Last January, all my wildest dreams came true when I was invited to attend the Dior Haute Couture show in Paris. I was beyond excited to purchase a gown for the show and to finally make my very first, and long-anticipated couture purchase; I have been a ready to wear customer of Dior since the final season of Galliano (I previously shopped from the now-closed Chevy Chase boutique). Unfortunately, and to my distress, my dreams were quickly shattered. Literally, within seconds of accepting the invitation to the show, the manager shoved a cell phone in my face and told me I needed to make a high jewelry purchase. He showed me a list of available pieces and demanded I choose one so that he could arrange for it to be held, and that I needed to pay for it before the trip, without even seeing it in person! In other words, Dior wanted to invite me to the show as a thank you for being a loyal client, but only if I spent a minimum of 70k euros. Allow me to explain, if I had not been pressured, I almost certainly would have made a high jewelry purchase in Paris. If that wasn’t enough, he told me I needed all new outfits for the trip. I was thrilled to purchase a gown and a few key pieces, but suddenly all the Dior pieces I owned, even ones purchased earlier that week, weren’t good enough. By the end of the evening, I felt as if I was handed a huge bill, not the invitation of a lifetime. I cried for days from all the pressure the manager placed on me and ultimately made one of the most difficult decisions of my life and canceled my trip. Let me be clear, I love to shop and spend money on luxury, but I will not be bullied and told how I have to spend my money.
Still, I continued to shop with Dior out of my love for the brand and because of my relationship with my sales associate. I exchanged pleasantries with the manager in the store, but I refused to stay a victim of his fakeness. I even planned to still purchase a piece of couture when the atelier representatives and seamstresses next came to the states for fittings.
When the rooftop Dior Cafe opened I was invited to attend before it was open to the public. I was encouraged to order whatever I liked and then was presented with a bill. I can pay for my own coffee, but when I am given such an invitation, I expect to be treated. The cafe’s clientele became a major nuisance when I shopped in the boutique and on multiple occasions I was yelled at by a hostess for using the store’s elevator or restroom and accused of trying to sneak into the cafe.

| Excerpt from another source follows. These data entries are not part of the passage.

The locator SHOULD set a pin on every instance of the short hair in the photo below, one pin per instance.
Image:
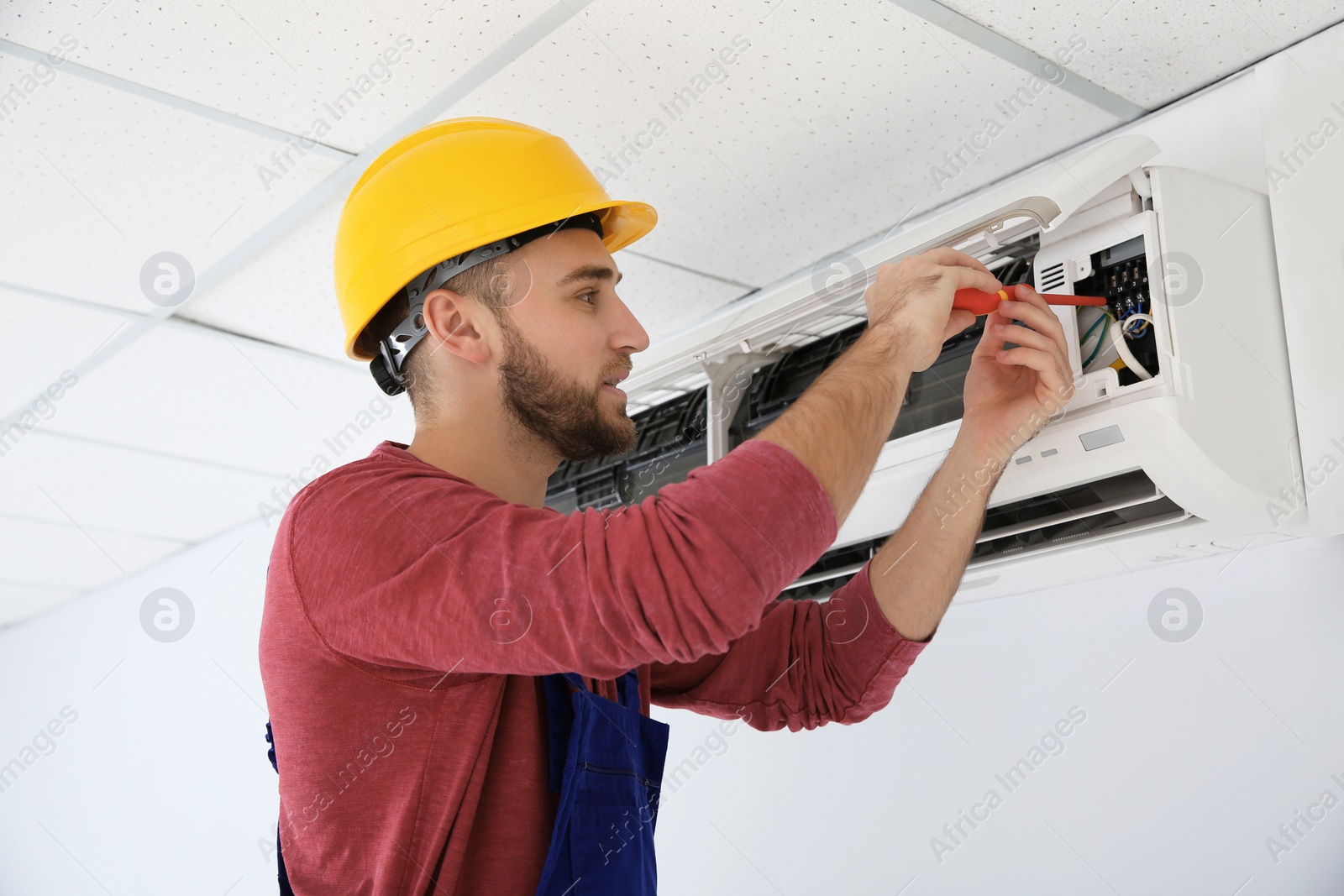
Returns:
(480, 281)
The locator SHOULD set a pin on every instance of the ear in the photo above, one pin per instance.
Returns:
(454, 322)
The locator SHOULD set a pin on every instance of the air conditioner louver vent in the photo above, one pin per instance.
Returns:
(1126, 503)
(1053, 278)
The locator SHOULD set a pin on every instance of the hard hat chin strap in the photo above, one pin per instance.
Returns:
(389, 365)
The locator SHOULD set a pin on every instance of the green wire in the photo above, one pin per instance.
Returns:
(1100, 338)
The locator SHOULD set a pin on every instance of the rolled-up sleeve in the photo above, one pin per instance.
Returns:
(401, 564)
(810, 663)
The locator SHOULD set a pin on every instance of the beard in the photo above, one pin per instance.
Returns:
(557, 410)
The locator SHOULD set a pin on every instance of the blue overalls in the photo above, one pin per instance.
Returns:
(606, 763)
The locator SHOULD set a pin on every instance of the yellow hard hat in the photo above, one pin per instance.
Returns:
(454, 187)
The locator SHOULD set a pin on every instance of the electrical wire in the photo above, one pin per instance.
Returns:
(1101, 338)
(1117, 338)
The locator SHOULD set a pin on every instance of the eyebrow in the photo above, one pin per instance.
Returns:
(589, 271)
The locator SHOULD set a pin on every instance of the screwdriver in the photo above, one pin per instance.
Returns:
(981, 302)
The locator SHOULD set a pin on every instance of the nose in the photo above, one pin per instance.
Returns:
(629, 335)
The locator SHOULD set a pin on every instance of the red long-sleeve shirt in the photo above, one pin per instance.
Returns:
(409, 614)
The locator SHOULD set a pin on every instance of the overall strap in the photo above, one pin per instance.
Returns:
(280, 860)
(559, 714)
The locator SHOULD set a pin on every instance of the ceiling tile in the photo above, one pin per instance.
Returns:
(1153, 51)
(286, 293)
(107, 488)
(66, 557)
(100, 199)
(24, 600)
(822, 130)
(202, 394)
(47, 338)
(339, 74)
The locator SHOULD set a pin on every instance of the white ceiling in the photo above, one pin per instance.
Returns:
(158, 129)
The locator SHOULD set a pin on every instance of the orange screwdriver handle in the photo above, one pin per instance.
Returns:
(981, 302)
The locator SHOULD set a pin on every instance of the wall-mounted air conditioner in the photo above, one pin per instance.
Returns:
(1179, 439)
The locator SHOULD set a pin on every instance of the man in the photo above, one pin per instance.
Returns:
(423, 600)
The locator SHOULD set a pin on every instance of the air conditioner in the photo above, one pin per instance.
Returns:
(1193, 454)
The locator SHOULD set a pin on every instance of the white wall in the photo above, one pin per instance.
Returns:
(1189, 758)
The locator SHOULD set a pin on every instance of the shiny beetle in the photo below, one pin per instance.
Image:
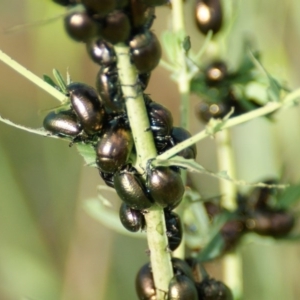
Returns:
(114, 147)
(270, 222)
(215, 73)
(174, 230)
(131, 190)
(209, 16)
(161, 123)
(100, 8)
(108, 178)
(63, 123)
(183, 288)
(180, 267)
(165, 186)
(178, 135)
(87, 107)
(115, 27)
(144, 284)
(211, 289)
(80, 26)
(101, 52)
(109, 89)
(144, 79)
(145, 51)
(133, 220)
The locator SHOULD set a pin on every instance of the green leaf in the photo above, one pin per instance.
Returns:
(274, 88)
(39, 131)
(289, 196)
(88, 152)
(60, 81)
(51, 82)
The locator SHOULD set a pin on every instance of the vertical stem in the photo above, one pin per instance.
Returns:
(183, 79)
(145, 147)
(183, 84)
(232, 263)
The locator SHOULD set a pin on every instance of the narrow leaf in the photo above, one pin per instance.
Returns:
(51, 82)
(60, 81)
(39, 131)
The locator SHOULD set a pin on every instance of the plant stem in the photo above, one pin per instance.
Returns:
(183, 84)
(183, 78)
(32, 77)
(145, 147)
(232, 263)
(268, 108)
(226, 162)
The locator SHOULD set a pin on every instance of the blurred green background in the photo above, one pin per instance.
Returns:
(49, 247)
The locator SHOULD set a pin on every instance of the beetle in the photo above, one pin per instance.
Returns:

There were several other incidents but rather than list them, I will say that the final straw came when I did not receive an invitation to the store’s private sale. This cannot be blamed on my sales associate as she was dealing with personal issues. I believe it is the store manager’s responsibility to ensure his top clients were made aware of the sale. I only ever found out about the sale because another client, who I know for a fact had a far lower spend than me in the boutique, posted her sale scores on Instagram. The manager’s only answer was to deny responsibility and invite me to return to the cafe, presumably so I could purchase another mediocre and overpriced coffee at my own expense.
I have not returned to the boutique since. On the contrary, I have been running around to every other store in Miami spending very large quantities of money that I normally would have spent with Dior. I am more than happy to provide receipts for my purchases with other brands to prove my point. These brands include Louis Vuitton, Fendi, Valentino, Chanel, and Van Cleef & Arpels.
You should know it truly hurts my heart that I can no longer reconcile purchasing Dior as I believe it is still the best design house. I made a couple of subsequent purchases through the website and via Saks until I realized Dior does not deserve another dime from me, and the truth is, after the incident with the couture show, I should have immediately stopped buying Dior. Fortunately, there are many beautiful ready to wear and jewelry brands who appreciate my patronage and respect me as more than a number.